May 28, 2008 at 10:47 am (Concluding Statements) (, , , )

I’m really glad we chose women’s contribution to rock music for a topic. Not only was it something we could all engage with, but it’s really changed the way that I look at women in rock music as well as the media representation of those women (it’s definitely brought out my inner feminist, too). What was incredible was reading other blogs and articles. It really surprised me that women are the ones who are perpetuating the poor representations of female musicians (the ‘no good girl guitarists’ blog) and also female fans (cited in Misrepresentation part 2). I never realised it was that much harder for female performers. In fact, I guess I never really thought about it until now.

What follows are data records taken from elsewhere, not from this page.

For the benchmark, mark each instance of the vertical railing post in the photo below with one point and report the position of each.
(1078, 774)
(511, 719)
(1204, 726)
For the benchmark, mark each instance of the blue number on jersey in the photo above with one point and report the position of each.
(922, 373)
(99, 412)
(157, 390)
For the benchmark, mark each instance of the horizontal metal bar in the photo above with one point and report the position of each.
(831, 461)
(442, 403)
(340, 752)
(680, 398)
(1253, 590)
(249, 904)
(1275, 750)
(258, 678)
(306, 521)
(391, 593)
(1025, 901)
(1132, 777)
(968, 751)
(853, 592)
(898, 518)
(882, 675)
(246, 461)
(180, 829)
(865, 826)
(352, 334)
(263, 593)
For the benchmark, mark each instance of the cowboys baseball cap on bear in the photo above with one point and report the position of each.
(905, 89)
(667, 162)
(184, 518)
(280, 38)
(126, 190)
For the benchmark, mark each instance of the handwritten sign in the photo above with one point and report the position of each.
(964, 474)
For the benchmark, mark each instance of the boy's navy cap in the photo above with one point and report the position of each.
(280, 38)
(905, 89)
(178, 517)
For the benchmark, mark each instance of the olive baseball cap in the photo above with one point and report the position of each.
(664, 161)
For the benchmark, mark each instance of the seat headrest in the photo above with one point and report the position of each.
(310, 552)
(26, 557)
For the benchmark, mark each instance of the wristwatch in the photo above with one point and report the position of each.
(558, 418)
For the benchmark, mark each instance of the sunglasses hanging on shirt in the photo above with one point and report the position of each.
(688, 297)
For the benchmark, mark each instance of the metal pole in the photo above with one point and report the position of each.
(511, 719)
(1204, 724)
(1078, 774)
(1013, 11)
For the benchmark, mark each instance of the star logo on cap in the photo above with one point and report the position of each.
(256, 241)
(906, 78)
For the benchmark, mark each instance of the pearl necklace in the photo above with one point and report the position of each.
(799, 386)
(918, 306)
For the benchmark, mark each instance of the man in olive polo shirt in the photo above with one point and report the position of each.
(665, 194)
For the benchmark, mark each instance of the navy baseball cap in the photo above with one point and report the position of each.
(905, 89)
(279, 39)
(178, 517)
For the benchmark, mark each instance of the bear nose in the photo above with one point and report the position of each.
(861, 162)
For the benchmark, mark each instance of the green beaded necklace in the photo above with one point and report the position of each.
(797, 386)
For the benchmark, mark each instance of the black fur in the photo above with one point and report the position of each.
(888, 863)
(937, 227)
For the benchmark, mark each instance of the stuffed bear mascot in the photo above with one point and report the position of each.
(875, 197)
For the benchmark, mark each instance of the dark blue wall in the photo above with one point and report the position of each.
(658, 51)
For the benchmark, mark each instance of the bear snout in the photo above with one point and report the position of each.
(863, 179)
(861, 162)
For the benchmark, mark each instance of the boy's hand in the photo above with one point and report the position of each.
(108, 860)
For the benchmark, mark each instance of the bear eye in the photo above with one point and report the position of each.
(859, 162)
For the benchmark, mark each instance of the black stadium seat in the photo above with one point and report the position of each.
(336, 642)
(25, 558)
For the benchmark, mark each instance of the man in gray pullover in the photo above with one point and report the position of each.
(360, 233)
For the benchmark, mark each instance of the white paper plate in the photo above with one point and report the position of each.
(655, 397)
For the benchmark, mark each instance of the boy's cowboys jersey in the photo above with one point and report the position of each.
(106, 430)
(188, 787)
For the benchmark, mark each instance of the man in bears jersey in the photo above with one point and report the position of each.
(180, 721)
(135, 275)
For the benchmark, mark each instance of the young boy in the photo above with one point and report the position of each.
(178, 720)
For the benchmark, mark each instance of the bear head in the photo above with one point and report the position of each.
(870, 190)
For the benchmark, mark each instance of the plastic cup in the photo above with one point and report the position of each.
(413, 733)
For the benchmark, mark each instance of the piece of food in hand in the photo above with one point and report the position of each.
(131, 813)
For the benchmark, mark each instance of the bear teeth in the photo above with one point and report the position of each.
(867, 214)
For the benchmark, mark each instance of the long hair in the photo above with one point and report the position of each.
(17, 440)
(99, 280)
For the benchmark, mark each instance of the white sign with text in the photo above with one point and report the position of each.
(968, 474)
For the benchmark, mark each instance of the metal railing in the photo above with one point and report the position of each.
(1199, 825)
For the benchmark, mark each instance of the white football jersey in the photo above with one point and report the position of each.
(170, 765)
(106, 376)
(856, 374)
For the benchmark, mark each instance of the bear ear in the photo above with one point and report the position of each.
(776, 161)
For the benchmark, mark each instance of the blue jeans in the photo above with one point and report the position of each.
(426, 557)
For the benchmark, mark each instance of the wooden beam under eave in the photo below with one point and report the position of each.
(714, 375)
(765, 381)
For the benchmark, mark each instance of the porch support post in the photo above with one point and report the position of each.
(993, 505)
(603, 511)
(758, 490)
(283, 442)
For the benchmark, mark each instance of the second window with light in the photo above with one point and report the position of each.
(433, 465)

‘Perhaps the most common way in which music journalists treat female performers is to ignore them completely. This attitude is particularly noticeable in retrospective writing on rock history, which often obliterates any trace of all but a few token women’ (Davies 2001:302).

Our goal was to critically assess women’s contribution to rock music and how they are represented in the media. I think we’ve done that. We’ve all brought interesting discussion of female rock musicians to the blog. And maybe we’ve even helped to change some opinions on the way?

I found the profiles on female musicians to be the most interesting part of this assignment. It was a great way to address all the things we wanted to discuss, including sexualisation and media representation. It was also a great way to explore the different types of female musicians in rock music. The profiles also enabled us to write about people we are familiar with, it was really great to combine an interest with Uni work. All the women we profiled were iconic because they entered a field that was biased against them and still managed to do great things. They are very inspirational.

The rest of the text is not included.